C’est vraiment cette vision cynique du monde de l’espionnage qui donne tout son attrait au film, et en fait une formidable adaptation de John Le Carré (qui était producteur du film). D’habitude, l’espionnage a pour but de trouver des secrets (militaires, scientifiques…) que les Etats veulent dissimuler. Ici, il ne s’agit pas de trouver la vérité mais d’en inventer une qui satisfera les appétits de chacun.
Et le monde de la diplomatie est décrit comme ce qu’il est réellement : un monde brutal où l’on cherche la moindre excuse pour arriver à ses fins et asservir ses adversaires. Ici, il n’est aucunement question de bons et de méchants, mais de pays occidentaux (Royaume-Uni et Etats-Unis) qui refusent que des situations stratégiques puissent leur échapper, quitte à intervenir en toute illégalité sur des territoires étrangers (j’imagine le sourire sarcastique de Le Carré s’il avait connu la « diplomatie » trumpiste).

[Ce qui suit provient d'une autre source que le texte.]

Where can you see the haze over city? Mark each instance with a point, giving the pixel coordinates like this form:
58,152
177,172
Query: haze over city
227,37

Tout cela pourrait, en effet, faire gentiment sourire, d’autant plus que la réalisation de Boorman sait magnifiquement accentuer l’aspect cynique de toute cette histoire, si des vies humaines n’étaient en jeu. Derrière ces manipulations, il y a des drames, et le film sait les mettre en évidence.
L’une des grandes forces du film, c’est justement cet aspect humain. La caméra de Boorman nous plonge ans les quartiers peu fréquentables, les lieux louches et suspects, peuplés de dangers permanents. Le Panama reste marqué par la dictature sanglante de Noriega, soutenu par la CIA, ce qui équivaut à un blanc-seing pour opprimer et torturer la population. Depuis, il est devenu un des lieux centraux de la diplomatie internationale, mais aussi du traffic de drogue (les banques sont appelées « les lavomatics » pour leur capacité à blanchir l’argent).
En bref, voilà un très bon film, une remarquable adaptation d’un roman, mais aussi de l’univers de John Le Carré, servi par un rythme impeccable et de très bons acteurs.